6. Interpretability, Explanation, and Transparency

A distinguishing feature of LLM-based predictors—particularly when designed to produce chain-of-thought or “reasons for prediction” explanations—is their capacity for interpretability, both in mobility forecasting (Wang et al., 2023, Beneduce et al., 31 May 2024) and in scenarios calling for feature attribution or decision traceability (Kumar et al., 9 Sep 2025). Sensitivity analysis and parameter weight inspection in multi-model frameworks further enhance transparency (Kumar et al., 9 Sep 2025). For distribution-based prediction, the output distribution itself provides insight into the model’s world knowledge and uncertainty, facilitating algorithmic fidelity checks and bias analysis (Bradshaw et al., 5 Nov 2024).

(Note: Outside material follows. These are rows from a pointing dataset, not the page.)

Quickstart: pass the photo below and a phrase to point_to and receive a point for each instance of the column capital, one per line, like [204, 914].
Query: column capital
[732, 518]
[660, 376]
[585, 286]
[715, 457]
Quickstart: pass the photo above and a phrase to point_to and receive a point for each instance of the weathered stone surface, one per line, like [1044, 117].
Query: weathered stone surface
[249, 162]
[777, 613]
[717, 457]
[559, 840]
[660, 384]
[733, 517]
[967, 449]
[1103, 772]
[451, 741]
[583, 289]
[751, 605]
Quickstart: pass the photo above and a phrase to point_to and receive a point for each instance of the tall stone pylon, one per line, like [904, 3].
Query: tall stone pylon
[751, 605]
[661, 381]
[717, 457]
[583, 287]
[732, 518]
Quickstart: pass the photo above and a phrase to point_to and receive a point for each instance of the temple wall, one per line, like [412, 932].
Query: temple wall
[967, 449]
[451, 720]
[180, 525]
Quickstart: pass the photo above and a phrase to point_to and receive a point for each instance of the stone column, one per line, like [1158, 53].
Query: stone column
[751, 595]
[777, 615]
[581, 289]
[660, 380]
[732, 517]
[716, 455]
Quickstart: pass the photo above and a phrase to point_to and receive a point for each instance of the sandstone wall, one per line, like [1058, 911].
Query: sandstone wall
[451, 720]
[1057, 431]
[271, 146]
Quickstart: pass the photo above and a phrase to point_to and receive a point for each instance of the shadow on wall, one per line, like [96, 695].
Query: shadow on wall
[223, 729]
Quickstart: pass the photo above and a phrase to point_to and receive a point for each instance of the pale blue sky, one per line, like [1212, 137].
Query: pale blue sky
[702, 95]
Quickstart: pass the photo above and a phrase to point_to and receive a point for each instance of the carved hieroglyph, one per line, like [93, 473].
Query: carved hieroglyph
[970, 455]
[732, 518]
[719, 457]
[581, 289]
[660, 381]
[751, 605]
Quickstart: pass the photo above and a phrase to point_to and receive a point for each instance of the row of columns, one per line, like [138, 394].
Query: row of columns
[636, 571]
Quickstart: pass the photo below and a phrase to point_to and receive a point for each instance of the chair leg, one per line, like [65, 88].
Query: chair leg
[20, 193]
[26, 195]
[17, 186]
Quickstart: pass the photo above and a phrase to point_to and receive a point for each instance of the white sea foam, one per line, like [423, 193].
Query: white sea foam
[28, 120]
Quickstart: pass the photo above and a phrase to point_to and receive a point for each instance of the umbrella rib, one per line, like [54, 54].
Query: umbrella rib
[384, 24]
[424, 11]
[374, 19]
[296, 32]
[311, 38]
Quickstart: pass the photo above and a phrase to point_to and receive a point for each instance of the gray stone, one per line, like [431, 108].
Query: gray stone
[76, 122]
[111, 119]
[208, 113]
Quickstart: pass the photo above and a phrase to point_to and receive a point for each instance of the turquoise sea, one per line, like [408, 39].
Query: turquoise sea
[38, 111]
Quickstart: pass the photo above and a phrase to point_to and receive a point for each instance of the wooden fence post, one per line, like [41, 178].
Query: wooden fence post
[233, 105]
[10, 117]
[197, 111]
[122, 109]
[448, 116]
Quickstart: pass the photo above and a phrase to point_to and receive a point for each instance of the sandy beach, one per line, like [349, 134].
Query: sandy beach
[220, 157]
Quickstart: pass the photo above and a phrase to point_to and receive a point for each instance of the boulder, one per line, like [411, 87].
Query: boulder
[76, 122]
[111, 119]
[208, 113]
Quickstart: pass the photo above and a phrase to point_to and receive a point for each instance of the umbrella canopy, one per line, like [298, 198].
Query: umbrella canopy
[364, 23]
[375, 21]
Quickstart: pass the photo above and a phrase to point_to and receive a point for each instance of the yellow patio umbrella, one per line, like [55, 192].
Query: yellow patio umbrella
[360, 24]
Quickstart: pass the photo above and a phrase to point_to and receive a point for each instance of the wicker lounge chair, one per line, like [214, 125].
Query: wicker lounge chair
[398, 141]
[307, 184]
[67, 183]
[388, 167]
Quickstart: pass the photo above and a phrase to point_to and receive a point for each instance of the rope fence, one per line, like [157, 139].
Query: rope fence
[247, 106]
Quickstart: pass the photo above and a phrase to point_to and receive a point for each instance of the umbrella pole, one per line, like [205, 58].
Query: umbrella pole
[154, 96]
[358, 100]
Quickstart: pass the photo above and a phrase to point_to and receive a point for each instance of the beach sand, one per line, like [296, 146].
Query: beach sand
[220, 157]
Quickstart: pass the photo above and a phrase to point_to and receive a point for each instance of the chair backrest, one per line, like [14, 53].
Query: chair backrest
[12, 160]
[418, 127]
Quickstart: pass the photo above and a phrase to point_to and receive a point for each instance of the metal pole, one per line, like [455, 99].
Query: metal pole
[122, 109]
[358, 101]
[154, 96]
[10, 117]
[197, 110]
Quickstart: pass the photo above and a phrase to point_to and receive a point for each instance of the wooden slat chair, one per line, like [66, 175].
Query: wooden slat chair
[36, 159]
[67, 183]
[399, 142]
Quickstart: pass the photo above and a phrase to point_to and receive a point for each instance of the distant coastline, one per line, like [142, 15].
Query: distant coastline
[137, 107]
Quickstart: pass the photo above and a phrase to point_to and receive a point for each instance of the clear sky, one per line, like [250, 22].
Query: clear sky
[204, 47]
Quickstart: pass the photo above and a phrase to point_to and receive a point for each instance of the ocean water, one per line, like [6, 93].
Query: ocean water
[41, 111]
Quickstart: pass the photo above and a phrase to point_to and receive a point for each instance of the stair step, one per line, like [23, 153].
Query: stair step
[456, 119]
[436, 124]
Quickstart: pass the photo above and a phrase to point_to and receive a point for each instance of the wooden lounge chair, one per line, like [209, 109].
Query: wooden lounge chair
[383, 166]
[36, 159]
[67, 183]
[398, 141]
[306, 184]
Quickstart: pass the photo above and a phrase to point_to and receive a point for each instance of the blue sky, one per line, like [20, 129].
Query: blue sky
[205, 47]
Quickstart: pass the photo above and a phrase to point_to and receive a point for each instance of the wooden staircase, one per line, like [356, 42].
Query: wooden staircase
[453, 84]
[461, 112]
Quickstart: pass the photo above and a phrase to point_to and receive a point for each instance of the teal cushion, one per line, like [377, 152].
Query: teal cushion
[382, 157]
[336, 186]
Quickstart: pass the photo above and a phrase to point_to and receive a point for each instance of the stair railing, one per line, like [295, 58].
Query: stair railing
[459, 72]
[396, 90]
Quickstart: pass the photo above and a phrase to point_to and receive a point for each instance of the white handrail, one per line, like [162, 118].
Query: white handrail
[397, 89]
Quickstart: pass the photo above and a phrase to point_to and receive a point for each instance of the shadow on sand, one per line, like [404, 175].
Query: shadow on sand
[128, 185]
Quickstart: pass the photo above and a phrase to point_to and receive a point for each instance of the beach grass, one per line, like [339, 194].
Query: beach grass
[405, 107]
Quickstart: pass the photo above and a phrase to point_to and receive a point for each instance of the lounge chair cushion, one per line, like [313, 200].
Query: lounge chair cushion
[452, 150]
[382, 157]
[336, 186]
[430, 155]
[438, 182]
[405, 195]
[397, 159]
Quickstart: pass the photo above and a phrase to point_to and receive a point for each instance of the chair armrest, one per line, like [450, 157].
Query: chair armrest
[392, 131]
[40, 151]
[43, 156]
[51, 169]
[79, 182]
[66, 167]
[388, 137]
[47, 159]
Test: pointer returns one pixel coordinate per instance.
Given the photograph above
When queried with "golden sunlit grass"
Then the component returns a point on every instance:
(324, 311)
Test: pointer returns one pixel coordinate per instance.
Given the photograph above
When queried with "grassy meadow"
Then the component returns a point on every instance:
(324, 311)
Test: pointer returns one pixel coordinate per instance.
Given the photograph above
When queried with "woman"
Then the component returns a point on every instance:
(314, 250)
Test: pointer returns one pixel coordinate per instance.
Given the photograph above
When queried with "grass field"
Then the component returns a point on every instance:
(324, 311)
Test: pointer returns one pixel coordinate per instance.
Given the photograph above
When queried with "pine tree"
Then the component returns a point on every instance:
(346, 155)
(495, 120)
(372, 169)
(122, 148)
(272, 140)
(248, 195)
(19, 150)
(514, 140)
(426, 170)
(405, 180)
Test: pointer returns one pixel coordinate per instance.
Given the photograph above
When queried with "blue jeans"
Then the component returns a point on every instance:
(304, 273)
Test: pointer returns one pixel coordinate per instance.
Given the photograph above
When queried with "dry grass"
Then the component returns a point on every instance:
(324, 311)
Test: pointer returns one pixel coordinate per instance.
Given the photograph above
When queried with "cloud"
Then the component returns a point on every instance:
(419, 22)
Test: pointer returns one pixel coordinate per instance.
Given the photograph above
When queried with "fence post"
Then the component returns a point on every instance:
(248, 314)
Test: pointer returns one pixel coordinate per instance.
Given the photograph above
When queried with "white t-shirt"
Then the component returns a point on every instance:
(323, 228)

7. Outlook and Research Directions

Emerging lines of research seek to improve the reliability, scalability, and applicability of LLMs-as-predictors:

Architectural invariance: There is an explicit call to develop LLM architectures or training procedures that are robust to task-irrelevant variations, such as variable/row order or label serialization (Liu et al., 27 Aug 2025).
Hierarchical, multi-agent, and domain-adaptive approaches: Multi-agent LLM frameworks with distinct roles for global and local summarization, as well as knowledge reflection, show promise for dynamic graph prediction and cross-domain adaptability without retraining (Lei et al., 5 Mar 2025).
Integration with retrieval and domain-specific modules: LLMs may be combined with retrieval-augmented tools for overcoming context-length restraints and domain holes (Zhang et al., 15 Jun 2024).
Extended explanation and self-assessment: Advanced prompting for explicit uncertainty quantification and error analysis is being developed, with distribution-based methods enabling rich model introspection (Bradshaw et al., 5 Nov 2024).
Application to rare-event and low-data scenarios: LLMs combined with model ensembles and feature-engineering pipelines provide substantial gains in precision and actionable insight for rare-event prediction in VC and other high-stakes decision processes (Kumar et al., 9 Sep 2025).

Overall, while LLMs-as-predictors supply a flexible and interpretable predictive interface across various data modalities, their practical deployment demands careful prompt engineering, robustness analysis, and often auxiliary integration with model ensembles or domain-specific processing. Robustness to task-irrelevant perturbations and calibration under out-of-distribution settings remain core challenges for future research.